When Did Latin Become Dead?

   It is commonly asserted that Latin was a dead language in the middle ages. Well, it wasn't. They simplified and changed the grammar, introduced a great deal of new vocabulary and used it for assorted daily purposes, especially in the church and the legal professions. However, by the 16th century it was getting decidedly wobbly on its feet, but English as a written language was far from standardised.
  The latest script sample on Medieval Writing is a small fragment recovered from a bookbinding, showing a segment from a legal plea roll of unknown origin, but on paleographical grounds it looks awfully like an English court hand of the early 16th century. These scripts can seem really difficult to read until you get your eye in, and suddenly they become easy. The fun thing about this one is the way in which Latin and English are scrambled together in the one sentence. It looks as if the scribe only knows the Latin for the standard legal terms and has lapsed into English whenever he got stumped for a Latin word. It suggests that Latin, if not exactly dead, was on life support at this stage.
  The only trouble is, English was not a fully literate language, in the sense that spelling, in particular, was horribly unstandardised. So while ever increasing numbers of printed books were being produced, written literacy seems to have taken a bit of a dive. The old scribes were probably going on about it the way grandmothers today go on about text messaging. Those newfangled printed books just mean that nobody knows how to write any more.

Friday, July 12, 2013

Medieval Digimania

  When the very first digital images from medieval manuscripts were posted on the web way back in the age of dinosaurs (late 1990s I think it was) the potential for such resources for scholars and hobbyists was apparent. Also very apparent was the massive scale of the enterprise in terms of labour and expense before anything like a useable academic resource was available. Web technology was less advanced, so images tended to be either rapid loading and crude, or very slow loading and high quality. Then there was the issue of what those who put the images up thought the users ought to be able to do with them. In many cases not much.

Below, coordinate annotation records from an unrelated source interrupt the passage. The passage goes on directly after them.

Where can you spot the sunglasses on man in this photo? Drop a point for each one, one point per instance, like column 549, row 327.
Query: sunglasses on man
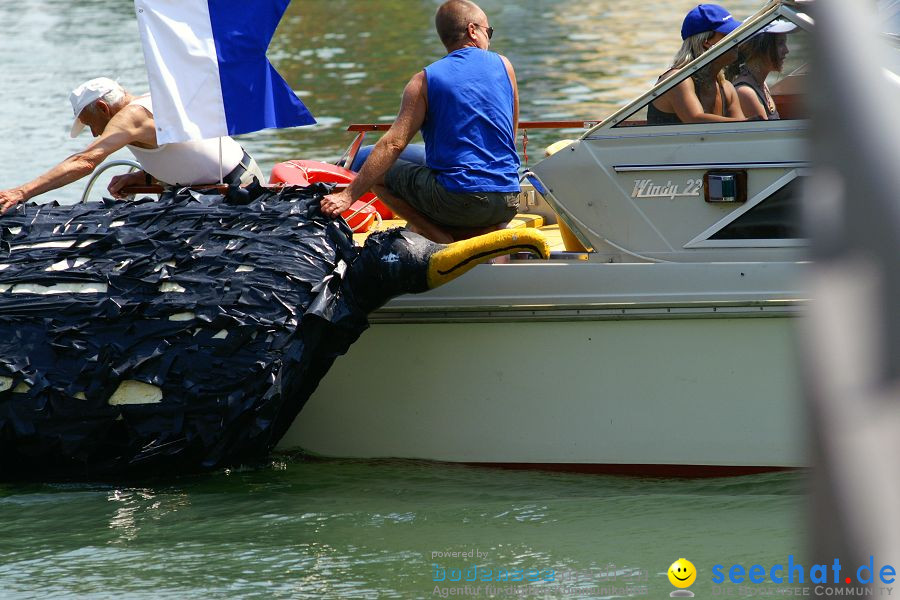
column 488, row 30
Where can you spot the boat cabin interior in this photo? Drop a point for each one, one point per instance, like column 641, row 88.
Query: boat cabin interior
column 632, row 191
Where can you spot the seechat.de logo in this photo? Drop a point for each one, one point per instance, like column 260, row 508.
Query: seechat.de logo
column 682, row 574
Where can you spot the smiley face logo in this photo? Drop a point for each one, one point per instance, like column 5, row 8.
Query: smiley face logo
column 682, row 573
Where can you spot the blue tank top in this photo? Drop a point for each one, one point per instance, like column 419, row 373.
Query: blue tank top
column 468, row 131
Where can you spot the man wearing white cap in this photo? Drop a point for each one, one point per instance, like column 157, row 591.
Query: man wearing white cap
column 117, row 119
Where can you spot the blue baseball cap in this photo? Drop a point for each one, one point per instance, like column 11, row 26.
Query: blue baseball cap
column 708, row 17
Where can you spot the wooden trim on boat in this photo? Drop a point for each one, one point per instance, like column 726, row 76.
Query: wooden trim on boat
column 361, row 127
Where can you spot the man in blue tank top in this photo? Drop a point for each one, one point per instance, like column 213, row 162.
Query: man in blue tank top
column 467, row 107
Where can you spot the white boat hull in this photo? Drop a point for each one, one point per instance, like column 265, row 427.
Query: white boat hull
column 662, row 386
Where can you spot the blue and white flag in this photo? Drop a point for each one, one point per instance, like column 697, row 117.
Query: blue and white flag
column 209, row 75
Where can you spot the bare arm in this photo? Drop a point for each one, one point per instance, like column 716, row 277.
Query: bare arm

My favourite (not) message was "You may not download this image." Yeah, OK, so how come I'm looking at it?
  When I first put up Medieval Writing around 2000, I attempted to include links to all sites with reasonable displays of digitised manuscripts. It was actually possible. Since then it has become harder and harder to keep up, and in the last few years there has been an avalanche of sites with complete digital facsimiles of such a quality as would enable various kinds of fairly detailed research.

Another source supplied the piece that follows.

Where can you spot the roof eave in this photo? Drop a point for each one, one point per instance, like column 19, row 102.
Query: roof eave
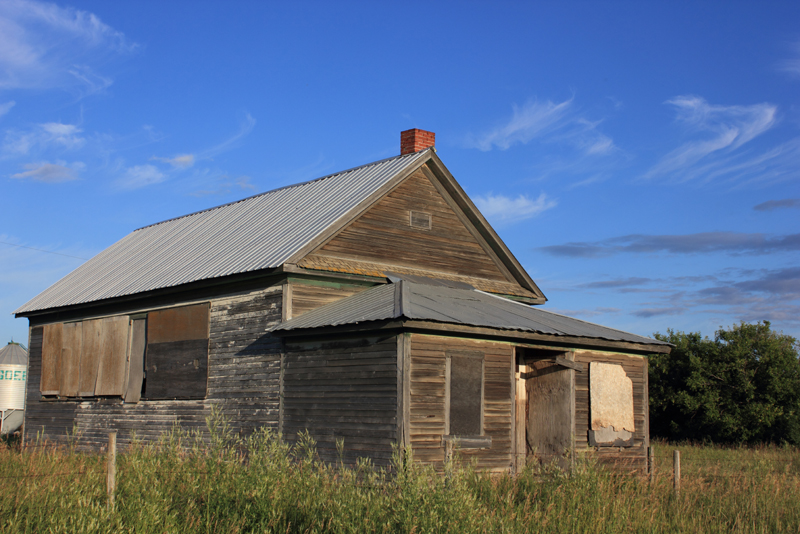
column 519, row 336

  There seemed to be certain national characteristics in relation to the display of manuscripts on the web. German sites went for complete facsimiles with grungy interfaces. French sites went for beautiful displays of miniatures in thematic arrangements, but isolated from their texts. French provincial libraries displayed their treasures, often buried in municipal government websites, with complex and changing urls. Switzerland went in for the full bells and whistles, complete manuscripts, funky interface and open access with its splendid e-codices website. I believe a Scandinavian site from the Helsinki University Library was the first to claim its medieval manuscript images could be used copyright free, but that resource seems to have vanished. British institutions, on the whole went for selections of pages and illustrations, so that it was never possible to study a complete manuscript. And if you could, they told you not to. American libraries flaunted their translocated treasures with arty selections.

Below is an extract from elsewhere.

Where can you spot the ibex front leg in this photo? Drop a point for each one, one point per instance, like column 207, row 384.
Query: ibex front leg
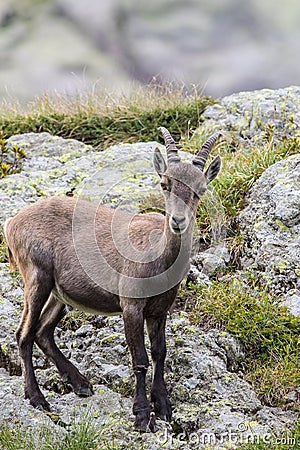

  Now the race is on to make the world's manuscript treasures available. And institutions are realising that they can allow people to make use of them, because for starters, how are you going to stop them, and for seconds, what possible harm can it do to the original? The circulation of CDs of dubious provenance sold on eBay from countries like Spain of material on the web claimed to be copyright has been followed by a crowd of scholars republishing and re-referencing material on blogs, tweets and other new media. Even the British Library now allows its digitised manuscript images to be used without copyright restriction for non-profit purposes. Now if they would only digitise a few more complete manuscripts ....
  While talk of persistent urls for specific manuscript pages has been going on in library circles for a long time, some manuscript sites are finally making use of them, allowing other users to construct databases on whatever themes they choose across various sites. But it is still all taking time. Every listing of digitised manuscripts on the web is incomplete or out of date.
  Now one Giulio Menna of the splendidly named Sexy Codicology website is plunging into the task of providing an interactive map of all libraries in Europe offering digitised manuscripts on the web. Check the progress here. Best of luck Giulio. Big job. It's an independent project and a labour of love. The guy is crazier than me.